5.2. Nel caso di specie, l’attività di recupero dei dati, cancellati dal dirigente prima della riconsegna del computer avuto in dotazione e integranti patrimonio aziendale, dopo la cessazione del rapporto di lavoro (in proposito, con specifico riferimento ai controlli a distanza regolati dall’art. 4, secondo comma l. 300/1970, nel testo anteriore alle modifiche dell’art. 23, primo comma d.lg. 151/2015, i controlli difensivi datoriali non richiedendo l’osservanza delle garanzie ivi previste, se diretti ad accertare comportamenti illeciti e lesivi del patrimonio e dell’immagine aziendale, tanto più se disposti ex post, dopo l’attuazione del comportamento in addebito: Cass. 28 maggio 2018, n. 13266), è stata compiuta da ACL s.r.l. in funzione dell’odierno giudizio risarcitorio, sul presupposto della distruzione da parte del dipendente di beni aziendali, quali appunto quelli memorizzati nel personal computer: condotta integrante violazione dei doveri di fedeltà e di diligenza, tale da costituire giusta causa di licenziamento (Cass. 14 maggio 2015, n. 9900).

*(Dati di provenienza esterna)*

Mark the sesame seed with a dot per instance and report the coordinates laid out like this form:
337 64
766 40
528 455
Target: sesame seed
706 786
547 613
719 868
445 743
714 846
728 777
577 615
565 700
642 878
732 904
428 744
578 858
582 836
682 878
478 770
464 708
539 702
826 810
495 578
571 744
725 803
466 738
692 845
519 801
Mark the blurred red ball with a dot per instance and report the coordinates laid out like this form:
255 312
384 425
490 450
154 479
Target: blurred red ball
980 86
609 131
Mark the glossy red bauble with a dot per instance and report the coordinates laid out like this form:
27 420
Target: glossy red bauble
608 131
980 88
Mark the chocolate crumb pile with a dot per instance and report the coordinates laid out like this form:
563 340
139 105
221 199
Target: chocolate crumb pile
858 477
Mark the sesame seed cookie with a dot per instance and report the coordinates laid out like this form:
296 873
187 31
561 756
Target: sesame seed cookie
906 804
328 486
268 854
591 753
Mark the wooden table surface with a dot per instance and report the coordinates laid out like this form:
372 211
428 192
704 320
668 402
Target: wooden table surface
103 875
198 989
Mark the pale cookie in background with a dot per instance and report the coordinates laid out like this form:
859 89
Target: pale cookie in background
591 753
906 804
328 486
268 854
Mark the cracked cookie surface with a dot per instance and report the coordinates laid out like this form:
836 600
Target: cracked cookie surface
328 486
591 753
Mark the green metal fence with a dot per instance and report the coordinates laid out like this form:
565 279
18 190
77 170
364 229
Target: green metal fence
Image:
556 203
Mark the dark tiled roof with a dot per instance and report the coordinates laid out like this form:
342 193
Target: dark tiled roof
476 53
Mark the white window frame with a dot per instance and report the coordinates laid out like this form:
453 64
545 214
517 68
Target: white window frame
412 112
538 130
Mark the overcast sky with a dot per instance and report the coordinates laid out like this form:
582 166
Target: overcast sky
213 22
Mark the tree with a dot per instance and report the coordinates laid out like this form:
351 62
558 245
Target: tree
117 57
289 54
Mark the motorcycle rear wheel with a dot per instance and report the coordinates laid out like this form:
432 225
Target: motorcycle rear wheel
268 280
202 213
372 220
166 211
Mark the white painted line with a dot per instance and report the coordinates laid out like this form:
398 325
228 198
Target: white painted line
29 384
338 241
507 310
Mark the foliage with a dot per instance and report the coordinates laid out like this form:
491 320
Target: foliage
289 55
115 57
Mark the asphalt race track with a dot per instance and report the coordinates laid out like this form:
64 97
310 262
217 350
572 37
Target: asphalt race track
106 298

6. Con il terzo motivo la ricorrente deduce violazione e falsa applicazione degli artt. 24, 111 Cost., 113 c.p.c., 11, secondo comma, 160, sesto comma d.lg. 196/2003, per inesistenza nell’ordinamento processuale civile (al contrario di quello penale) di alcuna norma di divieto, erroneamente ritenuto dalla Corte d’appello, di utilizzabilità di prove, pure acquisite in violazione di legge, dovendo essere operato di volta in volta un bilanciamento con il diritto di difesa (qui, in particolare) del diritto alla riservatezza, dovendosi pure rilevare il mancato disconoscimento delle riproduzioni documentali, ai sensi dell’art. 2712 c.c., alla corrispondenza elettronica recuperata, riservando il Codice della Privacy la questione della validità, efficacia e utilizzabilità di tali atti alla disciplina processuale in materia civile e penale; e con il quarto, violazione e falsa applicazione dell’art. 4 l. 300/1970, per la non pertinenza della norma, relativa al divieto di controllo datoriale a distanza sull’attività lavorativa del dipendente, lesivo della sua dignità, all’indagine della società, a tutela del proprio patrimonio aziendale e dopo le dimissioni del dipendente e pertanto retrospettivamente rispetto ad una condotta posta in essere nel corso di un rapporto di lavoro ormai cessato, a scopo unicamente difensivo; essendo peraltro riconosciuta la legittimità pure del controllo a distanza, se finalizzato alla tutela del patrimonio aziendale.

7. Essi sono assorbiti.

8. Dalle superiori argomentazioni discende allora l’accoglimento del primo, secondo e quinto motivo di ricorso, con assorbimento del terzo e del quarto, cassazione della sentenza, in relazione ai motivi accolti e rinvio, anche per la regolazione delle spese del giudizio di legittimità, alla Corte d’appello di Torino in diversa composizione.

P.Q.M.

Accoglie il primo, il secondo e il quinto motivo di ricorso, assorbiti gli altri; cassa la sentenza impugnata, in relazione ai motivi accolti e rinvia, anche per la regolazione delle spese del giudizio di legittimità, alla Corte d’appello di Torino in diversa composizione.